In the almost eight years since my first overseas trip to Japan, I have been on another six international flights that have taken me to Beijing and Paris, London and Saigon and so many other places in between. I have exceeded my childhood travel dreams of multiple trips to New York, and touring Graceland (tick and tick!)
In November 2015, one of my closest friends and I finally decided to start planning a trip to Turkey and Croatia. On the first day of high school we decided we’d sit together at lunch time, and not too long after that we decided we’d one day go to Turkey. Our shared curiosity for Turkey revolved around ANZAC Day. Over the years it developed into a more well-rounded desire to explore a country so different from our own.
As a female, mostly solo traveller I’ve been fortunate to have felt safe and in control of my foreign surroundings (with the exception an occasion in Delhi and another in Washington, D.C.) So when I read about terrorist attacks in Turkey in the early planning stages of our trip, my experience assured me that I would feel safe once there. That feeling changed just days before our 25 March departure, when scrolling through my Twitter feed I saw the headline, ‘Istanbul shopping area hit by suicide bomber.’ Cue panic. Unlike the earlier attacks, this one made my heart stop. What followed was a series of phone calls, emails and what-would-you-do chats between my friend, travel agent, parents, sister and co-workers about what the hell I should indeed do.
In one of the toughest decisions I’ve made, I chose to trust my initial gut feeling. I didn’t want my Turkish experience to be defined by constantly looking over my shoulder, so at the last minute I decided to go to Italy instead. Even though I knew it was the right decision for me, I didn’t fully reconcile with it until I enjoyed my first day in beautiful Venice.
My friend chose to go ahead as planned. We were disappointed about not sharing Turkey together, but we 100% supported each other – and had the best time in Croatia before parting ways at the Zagreb bus station. As expected, my friend travelled through Turkey without incident and I explored Italy, a country that was never on my radar until two days before flying out of Melbourne.
I chose to go to Japan for my first overseas trip at 21 years old because I could. I have chosen to travel solo, with friends and in tour groups because I could. I chose to go to New York four times because I could. Unlike the millions of Turkish citizens who live in fear every day, I chose to remove myself from the fear (or my version of it) and go to Italy instead because I could. Unlike Turkish citizens, I was able to make, albeit unsuccessfully, an insurance claim on my losses – not for a life or a limb, but for a couple of thousand dollars – because I could.
I have been able to make all of my travel choices because I have been privileged to do so.

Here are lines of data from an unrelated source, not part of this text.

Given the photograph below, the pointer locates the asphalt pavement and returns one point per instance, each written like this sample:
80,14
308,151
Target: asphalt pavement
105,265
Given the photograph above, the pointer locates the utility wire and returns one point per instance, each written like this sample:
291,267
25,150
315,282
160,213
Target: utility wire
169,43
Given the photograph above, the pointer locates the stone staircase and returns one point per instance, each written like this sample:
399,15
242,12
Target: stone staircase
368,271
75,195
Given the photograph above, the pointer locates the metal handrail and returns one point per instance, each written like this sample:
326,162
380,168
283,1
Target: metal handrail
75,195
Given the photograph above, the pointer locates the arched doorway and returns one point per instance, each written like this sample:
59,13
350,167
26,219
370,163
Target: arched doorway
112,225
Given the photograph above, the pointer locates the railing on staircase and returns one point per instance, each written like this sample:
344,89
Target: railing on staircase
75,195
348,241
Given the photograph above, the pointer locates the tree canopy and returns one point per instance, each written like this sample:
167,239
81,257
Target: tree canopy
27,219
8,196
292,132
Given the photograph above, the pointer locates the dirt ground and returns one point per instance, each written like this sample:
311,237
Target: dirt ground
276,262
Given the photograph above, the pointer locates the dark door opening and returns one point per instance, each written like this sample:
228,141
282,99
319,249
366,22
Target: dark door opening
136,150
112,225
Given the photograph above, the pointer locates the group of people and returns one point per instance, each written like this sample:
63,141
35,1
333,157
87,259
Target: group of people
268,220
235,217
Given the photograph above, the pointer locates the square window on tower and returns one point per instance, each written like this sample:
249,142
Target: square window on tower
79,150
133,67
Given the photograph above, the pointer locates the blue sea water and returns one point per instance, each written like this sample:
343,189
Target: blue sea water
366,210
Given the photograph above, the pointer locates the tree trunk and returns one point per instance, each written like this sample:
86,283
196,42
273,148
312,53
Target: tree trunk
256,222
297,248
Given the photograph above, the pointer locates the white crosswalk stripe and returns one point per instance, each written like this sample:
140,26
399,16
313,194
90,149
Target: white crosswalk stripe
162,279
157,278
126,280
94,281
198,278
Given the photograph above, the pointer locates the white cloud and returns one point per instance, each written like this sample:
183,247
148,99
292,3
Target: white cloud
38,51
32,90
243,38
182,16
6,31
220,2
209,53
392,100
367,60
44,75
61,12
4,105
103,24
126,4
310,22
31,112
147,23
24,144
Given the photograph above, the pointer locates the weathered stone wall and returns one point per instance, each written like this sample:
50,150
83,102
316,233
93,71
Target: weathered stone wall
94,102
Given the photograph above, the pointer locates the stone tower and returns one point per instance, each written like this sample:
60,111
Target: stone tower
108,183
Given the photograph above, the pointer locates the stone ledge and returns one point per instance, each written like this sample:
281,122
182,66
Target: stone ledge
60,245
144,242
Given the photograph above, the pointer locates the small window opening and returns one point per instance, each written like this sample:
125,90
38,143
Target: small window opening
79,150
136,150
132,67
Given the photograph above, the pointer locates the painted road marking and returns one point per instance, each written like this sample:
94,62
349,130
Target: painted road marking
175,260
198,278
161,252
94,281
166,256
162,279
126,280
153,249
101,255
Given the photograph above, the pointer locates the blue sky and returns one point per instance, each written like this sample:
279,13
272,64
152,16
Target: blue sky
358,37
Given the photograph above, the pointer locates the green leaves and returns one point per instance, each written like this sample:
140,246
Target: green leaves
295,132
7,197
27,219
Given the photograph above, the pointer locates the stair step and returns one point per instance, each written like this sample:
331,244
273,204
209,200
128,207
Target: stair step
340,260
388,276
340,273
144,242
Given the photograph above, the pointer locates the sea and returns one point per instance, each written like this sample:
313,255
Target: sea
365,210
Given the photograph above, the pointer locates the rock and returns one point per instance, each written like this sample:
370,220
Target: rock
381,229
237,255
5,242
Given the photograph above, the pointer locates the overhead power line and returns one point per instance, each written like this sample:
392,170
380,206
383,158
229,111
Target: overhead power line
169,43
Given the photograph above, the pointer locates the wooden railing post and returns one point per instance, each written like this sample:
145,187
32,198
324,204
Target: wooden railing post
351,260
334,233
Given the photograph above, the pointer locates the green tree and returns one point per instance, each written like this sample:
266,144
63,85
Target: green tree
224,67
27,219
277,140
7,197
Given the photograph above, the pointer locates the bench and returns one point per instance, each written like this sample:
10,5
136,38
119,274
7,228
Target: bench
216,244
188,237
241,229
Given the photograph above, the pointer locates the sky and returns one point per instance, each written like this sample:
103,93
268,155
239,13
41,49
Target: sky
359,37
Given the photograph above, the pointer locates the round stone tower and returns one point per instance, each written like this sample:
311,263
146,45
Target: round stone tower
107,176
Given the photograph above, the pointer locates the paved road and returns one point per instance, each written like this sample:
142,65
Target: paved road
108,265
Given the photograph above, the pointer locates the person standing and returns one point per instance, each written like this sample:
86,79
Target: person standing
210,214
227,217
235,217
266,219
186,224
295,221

I’ve never experienced homelessness or missed out on quality education; I’ve never been discriminated against because of the colour of my skin; I’ve always had food on the table and been able to pay my rent and bills without concern, and I’ve always had the capacity to save money for my next overseas destination. What my normal is, is not normal for so many. My life’s circumstances and options available to me have allowed me to make the best possible travel choices – the outcomes of which have at best, been profoundly life-changing, and at worst set me back two months on my savings goals.

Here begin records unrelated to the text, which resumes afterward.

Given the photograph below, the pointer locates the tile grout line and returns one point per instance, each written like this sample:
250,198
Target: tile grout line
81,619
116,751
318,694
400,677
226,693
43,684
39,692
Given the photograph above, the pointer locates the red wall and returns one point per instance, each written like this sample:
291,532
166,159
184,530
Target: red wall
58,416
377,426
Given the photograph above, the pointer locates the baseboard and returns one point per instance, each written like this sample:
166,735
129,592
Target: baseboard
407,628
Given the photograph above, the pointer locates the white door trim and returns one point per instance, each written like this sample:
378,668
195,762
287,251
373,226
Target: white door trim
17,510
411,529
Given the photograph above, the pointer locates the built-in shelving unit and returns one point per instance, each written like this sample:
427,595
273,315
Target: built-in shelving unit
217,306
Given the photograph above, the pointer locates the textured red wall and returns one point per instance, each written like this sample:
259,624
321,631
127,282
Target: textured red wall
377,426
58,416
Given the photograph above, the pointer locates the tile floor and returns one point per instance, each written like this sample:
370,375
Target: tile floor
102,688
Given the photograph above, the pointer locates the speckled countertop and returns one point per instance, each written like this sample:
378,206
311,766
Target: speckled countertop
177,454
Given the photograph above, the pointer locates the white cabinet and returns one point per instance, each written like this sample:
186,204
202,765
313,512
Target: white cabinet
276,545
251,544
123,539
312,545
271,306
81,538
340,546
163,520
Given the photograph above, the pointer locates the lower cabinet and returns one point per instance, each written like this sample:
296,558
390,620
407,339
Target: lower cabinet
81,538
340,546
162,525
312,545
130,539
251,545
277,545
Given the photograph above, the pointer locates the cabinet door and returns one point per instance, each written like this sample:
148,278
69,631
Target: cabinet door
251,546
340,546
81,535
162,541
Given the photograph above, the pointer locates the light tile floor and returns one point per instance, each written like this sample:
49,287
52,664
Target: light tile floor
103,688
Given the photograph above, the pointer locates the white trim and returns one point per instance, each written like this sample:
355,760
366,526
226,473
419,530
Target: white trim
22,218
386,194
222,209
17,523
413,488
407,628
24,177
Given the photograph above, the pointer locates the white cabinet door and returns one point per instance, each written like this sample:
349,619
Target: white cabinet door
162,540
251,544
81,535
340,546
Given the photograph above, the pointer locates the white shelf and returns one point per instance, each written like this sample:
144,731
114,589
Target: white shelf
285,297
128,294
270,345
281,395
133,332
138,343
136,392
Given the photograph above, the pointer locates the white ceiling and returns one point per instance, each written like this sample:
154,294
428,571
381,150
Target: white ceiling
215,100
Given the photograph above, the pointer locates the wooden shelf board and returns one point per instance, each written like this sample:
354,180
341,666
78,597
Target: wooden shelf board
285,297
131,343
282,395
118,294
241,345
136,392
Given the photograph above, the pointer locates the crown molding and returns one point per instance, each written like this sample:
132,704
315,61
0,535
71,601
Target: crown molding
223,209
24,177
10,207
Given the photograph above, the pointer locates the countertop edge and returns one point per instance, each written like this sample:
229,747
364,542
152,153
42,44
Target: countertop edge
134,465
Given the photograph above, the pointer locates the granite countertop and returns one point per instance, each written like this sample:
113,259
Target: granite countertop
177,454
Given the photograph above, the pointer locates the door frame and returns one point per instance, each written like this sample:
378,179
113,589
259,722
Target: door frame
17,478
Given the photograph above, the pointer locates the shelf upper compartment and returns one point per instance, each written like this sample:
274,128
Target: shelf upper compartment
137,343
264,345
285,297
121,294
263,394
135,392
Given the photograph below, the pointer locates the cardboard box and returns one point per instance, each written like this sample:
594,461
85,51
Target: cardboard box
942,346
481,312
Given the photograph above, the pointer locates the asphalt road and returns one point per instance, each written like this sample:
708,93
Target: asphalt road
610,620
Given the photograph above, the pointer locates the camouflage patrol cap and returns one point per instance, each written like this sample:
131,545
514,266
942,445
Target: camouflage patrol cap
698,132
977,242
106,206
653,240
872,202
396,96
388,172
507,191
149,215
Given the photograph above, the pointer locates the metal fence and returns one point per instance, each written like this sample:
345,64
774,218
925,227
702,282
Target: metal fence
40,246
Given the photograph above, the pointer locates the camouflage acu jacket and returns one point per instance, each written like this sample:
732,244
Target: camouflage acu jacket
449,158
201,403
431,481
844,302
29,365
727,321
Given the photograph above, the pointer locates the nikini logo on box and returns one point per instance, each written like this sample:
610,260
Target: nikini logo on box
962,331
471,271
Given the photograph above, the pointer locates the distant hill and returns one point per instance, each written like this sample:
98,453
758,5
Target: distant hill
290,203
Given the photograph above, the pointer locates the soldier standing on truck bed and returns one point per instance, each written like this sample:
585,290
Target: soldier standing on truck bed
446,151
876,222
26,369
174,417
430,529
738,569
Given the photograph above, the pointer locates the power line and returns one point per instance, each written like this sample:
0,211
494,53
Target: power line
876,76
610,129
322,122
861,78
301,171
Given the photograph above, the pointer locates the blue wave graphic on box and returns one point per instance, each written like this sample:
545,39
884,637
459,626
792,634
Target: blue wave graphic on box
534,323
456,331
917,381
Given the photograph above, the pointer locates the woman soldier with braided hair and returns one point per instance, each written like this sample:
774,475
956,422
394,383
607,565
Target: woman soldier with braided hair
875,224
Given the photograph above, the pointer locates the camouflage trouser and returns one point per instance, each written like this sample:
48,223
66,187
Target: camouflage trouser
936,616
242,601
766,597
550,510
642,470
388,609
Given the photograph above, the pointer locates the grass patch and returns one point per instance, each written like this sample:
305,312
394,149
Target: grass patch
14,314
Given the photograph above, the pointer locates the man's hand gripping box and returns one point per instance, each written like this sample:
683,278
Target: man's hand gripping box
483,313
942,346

Travelling is not about gawking at something other through an entitled lens – any overseas traveller who says they haven’t fallen into this trap once or twice is a liar. But travelling is about creating experiences and a sense of adventure, developing compassion and knowledge through eye-witness accounts, and being a respectful and respected global citizen.

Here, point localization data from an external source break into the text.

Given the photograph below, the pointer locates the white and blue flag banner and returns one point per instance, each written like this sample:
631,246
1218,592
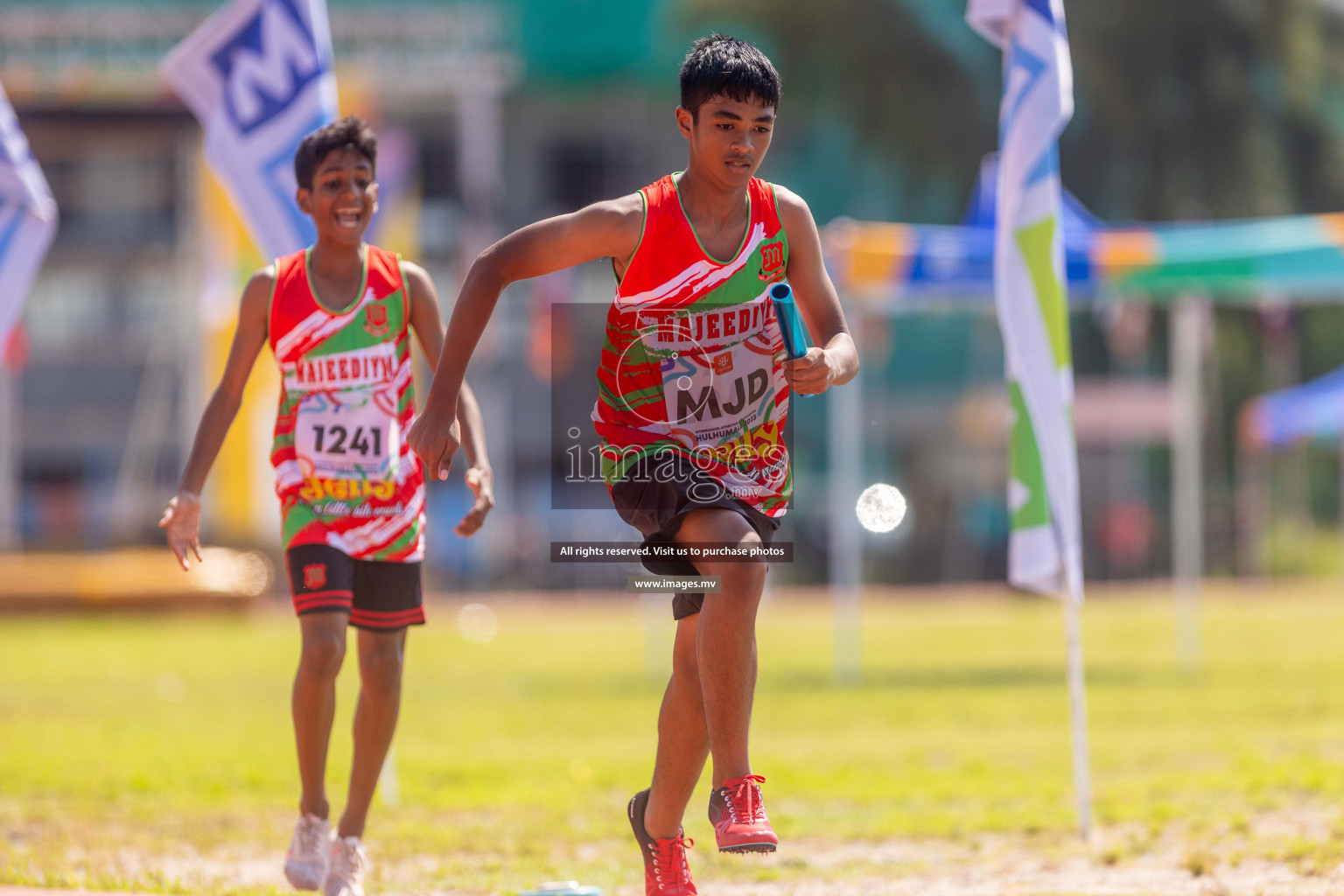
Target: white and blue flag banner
27,218
258,75
1045,550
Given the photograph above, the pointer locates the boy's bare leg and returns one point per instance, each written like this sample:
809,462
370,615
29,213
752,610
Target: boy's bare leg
726,640
313,703
381,659
683,739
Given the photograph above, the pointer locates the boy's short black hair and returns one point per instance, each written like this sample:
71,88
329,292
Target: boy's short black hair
350,132
724,66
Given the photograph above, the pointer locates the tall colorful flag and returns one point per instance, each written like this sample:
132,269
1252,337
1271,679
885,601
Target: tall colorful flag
1045,549
258,75
27,220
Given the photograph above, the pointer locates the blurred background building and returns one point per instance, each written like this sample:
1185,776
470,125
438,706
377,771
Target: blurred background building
496,113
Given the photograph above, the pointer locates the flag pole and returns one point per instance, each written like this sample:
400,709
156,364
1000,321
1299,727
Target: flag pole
1078,707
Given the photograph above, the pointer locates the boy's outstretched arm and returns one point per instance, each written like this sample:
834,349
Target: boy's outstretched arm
429,331
604,230
182,516
834,360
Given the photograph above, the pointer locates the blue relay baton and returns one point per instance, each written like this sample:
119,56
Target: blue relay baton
792,328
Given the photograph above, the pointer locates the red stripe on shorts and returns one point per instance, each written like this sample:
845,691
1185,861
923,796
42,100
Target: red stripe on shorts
388,620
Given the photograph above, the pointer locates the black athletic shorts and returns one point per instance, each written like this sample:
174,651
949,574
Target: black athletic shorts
654,499
378,595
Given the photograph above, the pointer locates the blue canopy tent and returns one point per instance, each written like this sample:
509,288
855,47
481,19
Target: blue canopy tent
1311,411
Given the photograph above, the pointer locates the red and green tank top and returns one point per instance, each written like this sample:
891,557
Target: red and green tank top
694,361
343,472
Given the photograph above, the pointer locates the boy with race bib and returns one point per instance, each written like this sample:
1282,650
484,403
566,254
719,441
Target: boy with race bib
338,318
692,394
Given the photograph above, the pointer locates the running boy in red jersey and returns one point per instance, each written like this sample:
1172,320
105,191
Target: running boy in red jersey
338,318
692,396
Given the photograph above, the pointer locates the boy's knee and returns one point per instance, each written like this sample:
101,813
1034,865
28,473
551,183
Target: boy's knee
381,665
323,657
686,662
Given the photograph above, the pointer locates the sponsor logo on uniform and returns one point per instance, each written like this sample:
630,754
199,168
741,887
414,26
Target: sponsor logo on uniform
373,366
709,329
318,489
315,575
772,262
375,320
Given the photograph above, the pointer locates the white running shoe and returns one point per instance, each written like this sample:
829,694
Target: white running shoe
346,870
305,863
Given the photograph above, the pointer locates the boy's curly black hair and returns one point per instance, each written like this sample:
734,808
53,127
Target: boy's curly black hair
724,66
350,132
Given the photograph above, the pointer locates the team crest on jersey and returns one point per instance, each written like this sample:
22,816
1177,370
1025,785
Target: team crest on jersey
772,261
375,320
315,575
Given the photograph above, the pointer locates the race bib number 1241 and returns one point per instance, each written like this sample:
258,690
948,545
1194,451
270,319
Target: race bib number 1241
347,437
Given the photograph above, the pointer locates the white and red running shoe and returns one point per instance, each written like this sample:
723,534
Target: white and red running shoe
305,863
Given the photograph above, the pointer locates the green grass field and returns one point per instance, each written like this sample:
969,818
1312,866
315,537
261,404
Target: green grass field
135,746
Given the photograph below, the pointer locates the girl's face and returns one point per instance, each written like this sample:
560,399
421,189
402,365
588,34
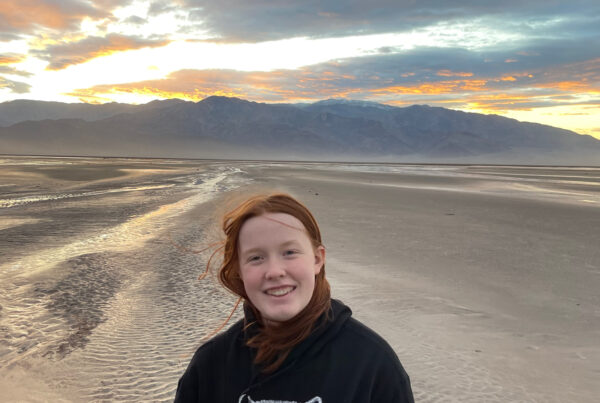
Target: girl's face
278,265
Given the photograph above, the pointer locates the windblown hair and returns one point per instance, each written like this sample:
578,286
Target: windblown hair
273,343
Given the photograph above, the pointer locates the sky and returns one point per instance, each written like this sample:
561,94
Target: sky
532,60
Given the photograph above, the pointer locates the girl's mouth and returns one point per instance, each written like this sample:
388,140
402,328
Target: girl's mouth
280,291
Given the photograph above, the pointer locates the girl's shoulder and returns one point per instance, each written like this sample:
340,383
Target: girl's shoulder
220,343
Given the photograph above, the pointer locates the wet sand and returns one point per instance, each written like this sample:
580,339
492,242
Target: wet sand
484,279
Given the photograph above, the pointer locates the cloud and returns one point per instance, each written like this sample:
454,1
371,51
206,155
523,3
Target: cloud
16,87
12,58
244,21
28,16
454,78
161,6
67,54
135,20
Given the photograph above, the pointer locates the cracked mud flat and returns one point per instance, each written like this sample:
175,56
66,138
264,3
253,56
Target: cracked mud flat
483,279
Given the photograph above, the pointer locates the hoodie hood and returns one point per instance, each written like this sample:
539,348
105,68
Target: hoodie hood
326,328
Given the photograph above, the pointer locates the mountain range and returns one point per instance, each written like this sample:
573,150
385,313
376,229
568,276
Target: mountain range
222,127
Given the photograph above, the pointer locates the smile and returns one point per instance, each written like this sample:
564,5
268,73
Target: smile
280,291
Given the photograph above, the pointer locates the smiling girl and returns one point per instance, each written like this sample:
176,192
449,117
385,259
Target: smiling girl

I’ve had some of the most amazing experiences of my life as a traveller: seeing the Taj Mahal for the first time, hiking a 14km stretch of the Great Wall while recovering from glandular fever, touching the Bocca della Verità in Rome, and even strolling through Central Park on a rainy day. Overseas travel is a privilege I am aware of and grateful for; particularly because not everyone is in a position to do it, or even feel safe, enabled and empowered in their own country.